I have heard of meditation so may times, but have never tried it. Does it really work?
If soo please put down what I should do to meditate.
Thanks all!


  1. Work for what?
    It can calm you down, center you,. what are the results you’re looking for?
    And don’t “meditate on god”,. If you meditate with a thought in mind, that is not true meditation. The goal is to empty your mind so you can know your true self.

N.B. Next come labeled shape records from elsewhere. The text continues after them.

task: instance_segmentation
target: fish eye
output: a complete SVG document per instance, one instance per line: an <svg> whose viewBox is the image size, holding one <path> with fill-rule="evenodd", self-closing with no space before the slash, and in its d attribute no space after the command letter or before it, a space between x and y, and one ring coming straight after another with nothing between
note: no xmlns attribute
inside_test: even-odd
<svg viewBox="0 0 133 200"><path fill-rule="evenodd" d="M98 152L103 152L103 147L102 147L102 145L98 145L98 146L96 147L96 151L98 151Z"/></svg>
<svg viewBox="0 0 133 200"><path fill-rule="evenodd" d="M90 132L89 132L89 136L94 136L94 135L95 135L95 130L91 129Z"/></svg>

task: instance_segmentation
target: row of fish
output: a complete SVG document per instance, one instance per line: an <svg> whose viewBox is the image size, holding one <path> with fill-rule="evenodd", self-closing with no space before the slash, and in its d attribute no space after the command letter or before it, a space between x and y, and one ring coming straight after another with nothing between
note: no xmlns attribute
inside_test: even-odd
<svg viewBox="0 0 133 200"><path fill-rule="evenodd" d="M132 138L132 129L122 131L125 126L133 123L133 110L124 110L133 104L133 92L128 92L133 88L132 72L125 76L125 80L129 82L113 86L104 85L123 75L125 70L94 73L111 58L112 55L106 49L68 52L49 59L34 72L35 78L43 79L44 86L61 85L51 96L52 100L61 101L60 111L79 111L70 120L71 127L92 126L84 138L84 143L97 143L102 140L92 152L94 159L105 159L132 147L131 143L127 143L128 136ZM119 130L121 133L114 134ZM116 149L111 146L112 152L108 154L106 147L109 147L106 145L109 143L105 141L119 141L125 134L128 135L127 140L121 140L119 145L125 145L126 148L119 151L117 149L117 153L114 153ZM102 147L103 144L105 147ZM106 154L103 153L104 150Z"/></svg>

  2. God’s Word is always true. God tells us to meditate on His Word. Take a look at the details below for more details!
    Question: “What is Christian meditation?”
    Answer: Psalm 19:14 states, “May the words of my mouth and the meditation of my heart be pleasing in your sight, O Lord, my Rock and my Redeemer.” What, then, is Christian meditation and how should Christians meditate? When the word “meditation” is mentioned today, it usually carries the meaning of something mystical. For some, meditation is clearing the mind while sitting in an unusual position. For others, meditation is communing with the spirit world around us. Concepts such as these are most definitely not what Christian meditation is all about.
    Christian meditation has nothing to do with any practices that have Eastern mysticism as their foundation. Such practices include lectio divina, transcendental meditation, and many forms of what is called “contemplative prayer.” These have at their core a dangerous premise that we need to “hear God’s voice,” not through His Word, but through personal revelation through meditation. Some churches are filled with people who think they are hearing a “word from the Lord,” often contradicting one another and therefore causing endless divisions within the Body of Christ. Christians are not to abandon God’s Word, which is “God-breathed and is useful for teaching, rebuking, correcting and training in righteousness, so that the man of God may be thoroughly equipped for every good work” (2 Timothy 3:16-17). If the Bible is sufficient to thoroughly equip us for every good work, how could we think we need to seek a mystical experience instead of it?
    For the Christian, meditation is to be solely on the Word of God and what it reveals about Him. David found this to be so, and he describes the man who is “blessed” as one whose “delight is in the law of the LORD, and on his law he meditates day and night” (Psalm 1:2). True Christian meditation is an active thought process (thinking), whereby we give ourselves to the study of the Word, praying over it and asking God to give us understanding by the Spirit, who has promised to lead us “into all truth” (John 16:13). Then we put this truth into practice, committing ourselves to the Scriptures as the rule for life and practice as we go about our daily activities. This causes spiritual growth and maturing in the things of God as we are taught by His Holy Spirit. That is what Christian meditation is all about.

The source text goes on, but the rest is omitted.